A clear-eyed analysis of the role the United States should play in the world as it exists today The United States remains “the indispensable nation.” In this book, the distinguished international relations theorist and foreign policy specialist Robert Lieber argues that in a world full of revisionist powers, America’s role is more important than ever. No other country is capable of playing that role. America remains the essential pillar of the postwar liberal order. It is a center of both political and financial stability, and it promotes important values that the revisionist powers do not.

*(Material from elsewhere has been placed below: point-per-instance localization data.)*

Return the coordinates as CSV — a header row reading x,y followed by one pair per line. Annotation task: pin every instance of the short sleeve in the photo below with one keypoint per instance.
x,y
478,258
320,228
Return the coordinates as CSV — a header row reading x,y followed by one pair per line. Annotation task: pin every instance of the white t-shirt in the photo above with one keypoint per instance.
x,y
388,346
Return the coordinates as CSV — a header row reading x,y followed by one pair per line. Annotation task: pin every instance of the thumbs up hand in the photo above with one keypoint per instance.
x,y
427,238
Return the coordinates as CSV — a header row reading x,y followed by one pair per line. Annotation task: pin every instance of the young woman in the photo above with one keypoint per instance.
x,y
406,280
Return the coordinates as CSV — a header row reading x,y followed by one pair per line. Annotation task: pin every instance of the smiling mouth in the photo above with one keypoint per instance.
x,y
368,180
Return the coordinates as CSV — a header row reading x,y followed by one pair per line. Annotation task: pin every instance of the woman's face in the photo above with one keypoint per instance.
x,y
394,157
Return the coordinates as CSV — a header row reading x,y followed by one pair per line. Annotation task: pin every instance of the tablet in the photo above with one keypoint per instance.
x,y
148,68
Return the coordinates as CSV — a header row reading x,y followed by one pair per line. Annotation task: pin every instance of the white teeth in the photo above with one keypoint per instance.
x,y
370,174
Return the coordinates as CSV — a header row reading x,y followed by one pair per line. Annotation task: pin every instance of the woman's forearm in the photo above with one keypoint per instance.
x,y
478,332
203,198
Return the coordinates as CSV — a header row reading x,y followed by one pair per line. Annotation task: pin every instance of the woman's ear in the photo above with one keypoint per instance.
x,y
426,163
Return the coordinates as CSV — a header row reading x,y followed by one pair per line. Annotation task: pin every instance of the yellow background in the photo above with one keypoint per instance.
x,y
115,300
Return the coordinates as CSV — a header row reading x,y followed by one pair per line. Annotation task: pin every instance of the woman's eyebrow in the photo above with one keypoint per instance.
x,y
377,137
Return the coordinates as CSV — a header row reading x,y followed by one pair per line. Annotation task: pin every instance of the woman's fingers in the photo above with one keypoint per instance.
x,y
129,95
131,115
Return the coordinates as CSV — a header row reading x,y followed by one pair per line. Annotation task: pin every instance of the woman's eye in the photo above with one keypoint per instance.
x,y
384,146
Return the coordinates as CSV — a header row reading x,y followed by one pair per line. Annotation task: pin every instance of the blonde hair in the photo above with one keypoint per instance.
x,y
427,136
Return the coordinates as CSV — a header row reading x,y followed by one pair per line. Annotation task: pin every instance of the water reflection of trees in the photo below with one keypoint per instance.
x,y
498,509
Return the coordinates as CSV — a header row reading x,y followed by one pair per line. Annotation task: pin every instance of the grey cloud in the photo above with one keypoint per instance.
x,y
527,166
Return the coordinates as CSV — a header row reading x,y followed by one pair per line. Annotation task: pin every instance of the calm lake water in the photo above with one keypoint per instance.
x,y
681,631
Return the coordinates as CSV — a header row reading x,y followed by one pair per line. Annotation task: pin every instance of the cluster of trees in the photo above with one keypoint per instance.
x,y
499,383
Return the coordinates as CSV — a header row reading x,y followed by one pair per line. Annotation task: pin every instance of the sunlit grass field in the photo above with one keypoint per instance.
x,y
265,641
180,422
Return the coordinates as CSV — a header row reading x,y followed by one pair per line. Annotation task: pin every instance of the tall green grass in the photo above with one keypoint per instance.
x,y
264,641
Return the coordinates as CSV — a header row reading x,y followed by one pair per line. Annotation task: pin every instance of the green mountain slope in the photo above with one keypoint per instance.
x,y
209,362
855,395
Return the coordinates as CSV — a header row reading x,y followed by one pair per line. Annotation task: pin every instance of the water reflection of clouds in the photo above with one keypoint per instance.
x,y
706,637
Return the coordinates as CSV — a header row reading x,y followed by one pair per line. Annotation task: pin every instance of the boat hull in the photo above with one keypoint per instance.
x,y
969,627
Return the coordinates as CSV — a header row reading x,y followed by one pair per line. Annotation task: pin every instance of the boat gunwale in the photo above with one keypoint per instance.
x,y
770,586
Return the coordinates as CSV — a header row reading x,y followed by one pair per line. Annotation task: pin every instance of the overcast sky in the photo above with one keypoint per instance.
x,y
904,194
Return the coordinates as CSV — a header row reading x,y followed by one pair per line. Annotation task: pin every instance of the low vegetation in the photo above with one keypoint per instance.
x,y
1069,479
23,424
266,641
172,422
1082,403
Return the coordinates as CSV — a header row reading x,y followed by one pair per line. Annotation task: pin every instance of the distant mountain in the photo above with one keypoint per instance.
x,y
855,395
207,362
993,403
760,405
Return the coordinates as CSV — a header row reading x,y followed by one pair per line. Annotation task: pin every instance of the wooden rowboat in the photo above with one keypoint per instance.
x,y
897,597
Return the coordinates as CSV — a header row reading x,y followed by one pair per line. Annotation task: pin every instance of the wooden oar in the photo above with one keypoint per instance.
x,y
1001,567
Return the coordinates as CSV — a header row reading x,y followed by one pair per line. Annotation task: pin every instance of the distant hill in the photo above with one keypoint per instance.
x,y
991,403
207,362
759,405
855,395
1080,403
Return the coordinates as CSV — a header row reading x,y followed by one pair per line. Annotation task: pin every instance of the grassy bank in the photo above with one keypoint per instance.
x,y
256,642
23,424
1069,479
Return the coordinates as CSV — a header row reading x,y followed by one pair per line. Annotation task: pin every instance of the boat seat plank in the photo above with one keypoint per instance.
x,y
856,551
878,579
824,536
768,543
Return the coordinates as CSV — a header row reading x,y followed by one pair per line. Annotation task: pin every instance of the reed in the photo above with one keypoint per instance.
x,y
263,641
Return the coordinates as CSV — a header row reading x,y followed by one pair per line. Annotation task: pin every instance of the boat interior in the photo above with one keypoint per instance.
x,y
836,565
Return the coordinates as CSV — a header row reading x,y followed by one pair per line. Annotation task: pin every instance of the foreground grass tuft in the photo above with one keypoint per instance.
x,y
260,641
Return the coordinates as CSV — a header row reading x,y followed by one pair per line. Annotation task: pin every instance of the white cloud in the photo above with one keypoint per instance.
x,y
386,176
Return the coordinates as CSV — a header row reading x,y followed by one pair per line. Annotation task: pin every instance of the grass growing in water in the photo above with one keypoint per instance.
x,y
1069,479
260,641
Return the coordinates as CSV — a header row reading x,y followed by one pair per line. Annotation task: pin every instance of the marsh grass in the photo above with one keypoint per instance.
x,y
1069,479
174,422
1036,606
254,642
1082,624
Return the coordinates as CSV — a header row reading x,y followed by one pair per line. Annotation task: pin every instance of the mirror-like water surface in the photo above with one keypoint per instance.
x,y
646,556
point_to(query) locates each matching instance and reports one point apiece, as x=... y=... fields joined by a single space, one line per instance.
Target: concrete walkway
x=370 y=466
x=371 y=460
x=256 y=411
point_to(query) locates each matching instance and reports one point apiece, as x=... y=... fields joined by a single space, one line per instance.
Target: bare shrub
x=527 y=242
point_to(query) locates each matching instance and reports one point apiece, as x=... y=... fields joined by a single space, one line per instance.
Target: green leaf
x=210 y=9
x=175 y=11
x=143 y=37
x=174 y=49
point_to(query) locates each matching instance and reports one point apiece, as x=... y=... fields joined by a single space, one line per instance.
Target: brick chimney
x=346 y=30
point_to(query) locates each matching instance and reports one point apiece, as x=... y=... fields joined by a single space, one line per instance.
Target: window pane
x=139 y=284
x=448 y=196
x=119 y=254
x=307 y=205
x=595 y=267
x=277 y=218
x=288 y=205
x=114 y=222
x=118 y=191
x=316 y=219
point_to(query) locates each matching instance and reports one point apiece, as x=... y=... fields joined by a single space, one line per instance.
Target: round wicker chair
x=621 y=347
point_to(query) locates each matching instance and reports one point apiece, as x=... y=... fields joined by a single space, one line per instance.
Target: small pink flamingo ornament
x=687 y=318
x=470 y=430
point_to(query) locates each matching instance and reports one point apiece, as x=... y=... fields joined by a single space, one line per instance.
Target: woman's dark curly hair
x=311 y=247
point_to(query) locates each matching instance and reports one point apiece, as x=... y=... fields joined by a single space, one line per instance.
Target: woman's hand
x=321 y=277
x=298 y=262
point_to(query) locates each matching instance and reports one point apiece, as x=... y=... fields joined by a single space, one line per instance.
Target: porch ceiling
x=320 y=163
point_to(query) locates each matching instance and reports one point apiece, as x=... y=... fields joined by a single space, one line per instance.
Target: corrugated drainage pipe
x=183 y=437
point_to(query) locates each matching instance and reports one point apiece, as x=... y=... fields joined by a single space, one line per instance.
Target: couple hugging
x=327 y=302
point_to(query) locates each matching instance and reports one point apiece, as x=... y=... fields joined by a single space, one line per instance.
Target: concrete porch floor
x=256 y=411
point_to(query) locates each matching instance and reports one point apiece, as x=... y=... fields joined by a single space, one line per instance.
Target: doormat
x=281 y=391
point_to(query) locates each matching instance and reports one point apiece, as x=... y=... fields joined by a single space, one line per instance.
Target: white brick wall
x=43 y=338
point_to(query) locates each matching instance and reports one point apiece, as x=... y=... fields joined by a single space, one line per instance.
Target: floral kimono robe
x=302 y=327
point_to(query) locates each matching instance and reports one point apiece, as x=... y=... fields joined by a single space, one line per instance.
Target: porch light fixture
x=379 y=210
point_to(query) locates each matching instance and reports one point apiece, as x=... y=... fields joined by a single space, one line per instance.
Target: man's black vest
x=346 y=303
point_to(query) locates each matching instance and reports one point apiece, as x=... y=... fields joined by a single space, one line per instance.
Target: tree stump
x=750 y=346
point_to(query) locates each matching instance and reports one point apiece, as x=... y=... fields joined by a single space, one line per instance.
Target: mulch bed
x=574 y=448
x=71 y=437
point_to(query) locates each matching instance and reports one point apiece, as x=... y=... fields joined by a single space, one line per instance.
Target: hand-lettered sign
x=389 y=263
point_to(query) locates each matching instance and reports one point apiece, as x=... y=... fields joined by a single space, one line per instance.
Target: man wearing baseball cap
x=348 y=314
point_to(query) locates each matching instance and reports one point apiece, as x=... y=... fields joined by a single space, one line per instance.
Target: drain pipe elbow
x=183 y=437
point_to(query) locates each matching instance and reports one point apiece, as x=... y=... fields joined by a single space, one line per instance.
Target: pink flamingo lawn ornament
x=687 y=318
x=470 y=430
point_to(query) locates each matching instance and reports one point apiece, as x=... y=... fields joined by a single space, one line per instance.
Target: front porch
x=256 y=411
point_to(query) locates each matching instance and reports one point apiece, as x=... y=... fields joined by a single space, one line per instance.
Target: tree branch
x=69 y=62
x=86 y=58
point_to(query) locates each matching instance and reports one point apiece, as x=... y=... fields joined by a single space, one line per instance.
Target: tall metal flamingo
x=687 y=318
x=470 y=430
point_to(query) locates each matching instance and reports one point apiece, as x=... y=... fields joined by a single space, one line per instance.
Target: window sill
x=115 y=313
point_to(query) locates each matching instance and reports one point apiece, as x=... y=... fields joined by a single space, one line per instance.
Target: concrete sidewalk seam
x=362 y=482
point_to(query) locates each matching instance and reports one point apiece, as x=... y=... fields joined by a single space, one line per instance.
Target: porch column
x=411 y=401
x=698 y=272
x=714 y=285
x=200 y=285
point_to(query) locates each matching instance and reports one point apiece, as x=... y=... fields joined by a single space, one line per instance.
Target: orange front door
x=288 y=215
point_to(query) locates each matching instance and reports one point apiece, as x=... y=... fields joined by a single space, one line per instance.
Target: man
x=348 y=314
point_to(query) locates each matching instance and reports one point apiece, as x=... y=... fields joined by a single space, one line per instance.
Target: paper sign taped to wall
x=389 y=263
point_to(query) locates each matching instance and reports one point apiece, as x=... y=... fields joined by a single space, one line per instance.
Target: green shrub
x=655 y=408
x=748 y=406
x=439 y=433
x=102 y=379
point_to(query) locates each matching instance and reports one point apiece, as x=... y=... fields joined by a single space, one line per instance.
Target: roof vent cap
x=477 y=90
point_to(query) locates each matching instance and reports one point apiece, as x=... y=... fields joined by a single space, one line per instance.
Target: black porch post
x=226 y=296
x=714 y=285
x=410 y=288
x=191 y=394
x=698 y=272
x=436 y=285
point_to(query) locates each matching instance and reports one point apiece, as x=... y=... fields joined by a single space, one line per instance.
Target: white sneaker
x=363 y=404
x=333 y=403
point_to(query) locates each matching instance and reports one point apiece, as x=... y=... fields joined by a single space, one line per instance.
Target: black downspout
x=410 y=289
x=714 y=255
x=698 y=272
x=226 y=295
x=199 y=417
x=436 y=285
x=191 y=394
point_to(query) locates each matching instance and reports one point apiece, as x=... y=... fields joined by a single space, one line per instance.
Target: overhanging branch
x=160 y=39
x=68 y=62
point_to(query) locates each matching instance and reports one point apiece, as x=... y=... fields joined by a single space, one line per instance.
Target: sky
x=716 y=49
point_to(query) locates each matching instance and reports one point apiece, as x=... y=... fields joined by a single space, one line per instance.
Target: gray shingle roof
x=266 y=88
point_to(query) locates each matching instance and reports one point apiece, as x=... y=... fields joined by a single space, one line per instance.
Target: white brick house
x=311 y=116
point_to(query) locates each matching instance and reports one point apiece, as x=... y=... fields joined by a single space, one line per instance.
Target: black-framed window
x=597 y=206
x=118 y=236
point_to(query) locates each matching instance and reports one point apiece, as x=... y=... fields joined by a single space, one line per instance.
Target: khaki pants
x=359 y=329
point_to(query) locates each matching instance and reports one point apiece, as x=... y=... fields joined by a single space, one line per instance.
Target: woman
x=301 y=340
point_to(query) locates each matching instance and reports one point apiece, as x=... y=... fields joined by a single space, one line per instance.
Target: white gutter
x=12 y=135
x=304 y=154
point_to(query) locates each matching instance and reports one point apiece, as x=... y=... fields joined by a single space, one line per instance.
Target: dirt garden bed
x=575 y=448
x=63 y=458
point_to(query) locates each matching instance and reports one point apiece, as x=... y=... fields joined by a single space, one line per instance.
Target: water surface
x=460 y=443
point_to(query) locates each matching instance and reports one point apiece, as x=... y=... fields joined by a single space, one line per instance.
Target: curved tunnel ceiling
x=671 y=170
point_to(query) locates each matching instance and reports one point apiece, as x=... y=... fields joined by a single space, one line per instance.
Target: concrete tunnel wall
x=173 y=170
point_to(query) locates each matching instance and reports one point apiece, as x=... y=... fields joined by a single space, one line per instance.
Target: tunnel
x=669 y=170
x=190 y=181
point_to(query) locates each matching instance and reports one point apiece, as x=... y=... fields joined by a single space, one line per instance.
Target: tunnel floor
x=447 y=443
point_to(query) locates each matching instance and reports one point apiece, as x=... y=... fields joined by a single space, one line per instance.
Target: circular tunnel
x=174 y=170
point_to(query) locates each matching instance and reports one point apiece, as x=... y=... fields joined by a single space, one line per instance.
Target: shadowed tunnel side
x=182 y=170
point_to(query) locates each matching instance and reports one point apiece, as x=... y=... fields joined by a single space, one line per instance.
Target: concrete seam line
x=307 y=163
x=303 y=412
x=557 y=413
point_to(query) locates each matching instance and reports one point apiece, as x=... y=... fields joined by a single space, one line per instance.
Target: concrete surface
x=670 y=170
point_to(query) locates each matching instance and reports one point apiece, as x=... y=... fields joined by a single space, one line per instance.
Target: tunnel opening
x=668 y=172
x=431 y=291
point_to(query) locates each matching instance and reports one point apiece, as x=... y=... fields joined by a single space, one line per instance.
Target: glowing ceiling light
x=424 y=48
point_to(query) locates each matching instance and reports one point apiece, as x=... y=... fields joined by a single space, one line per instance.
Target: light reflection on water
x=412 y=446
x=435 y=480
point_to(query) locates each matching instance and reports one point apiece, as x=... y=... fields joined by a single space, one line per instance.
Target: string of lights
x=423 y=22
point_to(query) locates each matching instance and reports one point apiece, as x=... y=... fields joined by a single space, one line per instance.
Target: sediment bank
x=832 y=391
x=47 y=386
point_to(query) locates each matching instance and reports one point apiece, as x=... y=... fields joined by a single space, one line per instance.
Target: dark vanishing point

Not beholden to any particular theory, this is a clear-eyed analysis of the role the United States should play in the world as it exists today.

Hanging Charley Flinn

Author : Matthew S. Bernstein
Publisher : University of New Mexico Press
Page : 224 pages
File Size : 53,9 Mb
Release : 2023-10-01
Category : History
ISBN : 9780826365057

Get Book

Hanging Charley Flinn by Matthew S. Bernstein Pdf

Charley Flinn, otherwise known as “Mortimer,” was the craftiest criminal in frontier California. Upon his release from San Quentin State Prison in 1863, Mortimer quickly made up for lost time. He formed a gang of robbers in Virginia City, led a prison break in Northern California, and became the most wanted man in the Bay Area. Boldly outwitting both the police and the press, including the young investigative reporter Mark Twain, Mortimer escalated to wilder and wilder heists. But when he fell for a devious femme fatale, Mortimer’s crimes took a darker turn. Matthew Bernstein paints the Old West in all its terrible glory, where desperadoes tangle with crooked detectives, bloodthirsty posses, and sultry seductresses. Throughout it all, Charley Flinn keeps up a breakneck speed, committing hundreds of crimes before his love for a treacherous woman and his own violent nature lead him to a fitting climax.